Para los vampiros, podríamos estar casados, si no fuera por el hecho de que nadie me lo había pedido. De hecho, ni siquiera me había dado cuenta de lo que estaba ocurriendo hasta mucho tiempo después de haber sido marcada. A otra vampira no le habría importado, ya que se habría sentido afortunada de pertenecer a un miembro del Senado. Pero, aunque me hubiera criado con él, yo no era una vampira. Y tampoco me entusiasmaba la idea de ser propiedad de nadie, por muy buenos que fueran los beneficios asociados a aquel hecho.
—No me vas a convencer —le espeté a Mircea con tono serio, ya que se le daba realmente bien—. Tengo que llegar a un acuerdo con el Círculo y no van a entender que viva contigo.
—Ya estás viviendo conmigo. Este hotel es mío.
—Está abierto al público y no sueles estar aquí. Mudarme a tus aposentos privados, aunque tengan el tamaño de una casa, no es lo mismo. Al Círculo no le va a gustar.
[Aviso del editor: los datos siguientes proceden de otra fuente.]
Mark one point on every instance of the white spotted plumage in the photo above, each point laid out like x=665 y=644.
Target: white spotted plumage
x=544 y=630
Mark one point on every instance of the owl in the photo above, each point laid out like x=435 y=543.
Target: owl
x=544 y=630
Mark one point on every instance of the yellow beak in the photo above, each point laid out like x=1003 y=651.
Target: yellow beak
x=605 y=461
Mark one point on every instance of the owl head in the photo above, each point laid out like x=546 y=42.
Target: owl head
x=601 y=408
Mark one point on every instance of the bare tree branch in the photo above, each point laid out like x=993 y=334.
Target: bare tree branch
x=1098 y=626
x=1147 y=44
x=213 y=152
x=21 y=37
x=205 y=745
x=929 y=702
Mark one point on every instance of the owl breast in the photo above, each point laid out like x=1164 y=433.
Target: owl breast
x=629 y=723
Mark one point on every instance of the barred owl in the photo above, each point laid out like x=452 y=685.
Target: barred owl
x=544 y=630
Mircea se inclinó y acarició las dos marcas idénticas con los labios, haciendo que me estremeciera.
—¿Sabes, dulceaţă, que me estoy hartando de oír hablar de lo que al Círculo le gusta o le disgusta?
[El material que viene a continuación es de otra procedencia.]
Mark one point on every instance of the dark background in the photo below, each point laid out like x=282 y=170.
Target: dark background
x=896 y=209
—Yo también. Pero tenemos que afrontar…
Me interrumpió con un beso que me convirtió el cuerpo en gelatina. Así no es como deberían desarrollarse las cosas, pensé por un momento, mientras mis dedos se introducían bajo la tela húmeda de su camisa. Tenía razón; debería ir ganando. Y nadie debería tener la lengua dentro de la boca de nadie.
—Eres demasiado preciosa para perderte —me dijo cuando me aparté para tomar aire.
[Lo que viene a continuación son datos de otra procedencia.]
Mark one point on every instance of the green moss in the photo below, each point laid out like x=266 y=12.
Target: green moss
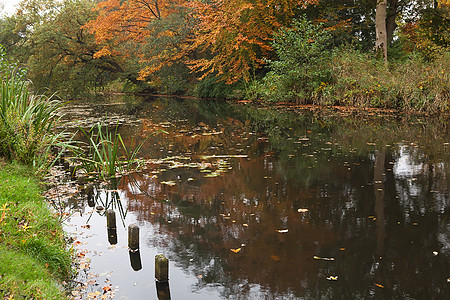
x=32 y=246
—Si ocurre algo, estoy segura de que el Senado…
—No estoy hablando del Senado —replicó, con una extraña sonrisa en los labios.
Nuestras miradas se encontraron y, de repente, me costaba respirar.
—¡Oh! —De una manera extraña, me sentí pequeña y extrañamente poderosa a la vez.
—Y no te voy a proponer llevarte a MAGIA, al menos, no por el momento. Tengo que irme para ocuparme de un asunto de familia.
—¿Otra vez? Si acabas de volver.
—Y, dado que no puedo fiarme de que no vayas a deshacerte de mis sirvientes en mi ausencia…
—Yo no…
—… ni de que no te vayas a meter en líos, ni siquiera por unos días, te vas a venir conmigo.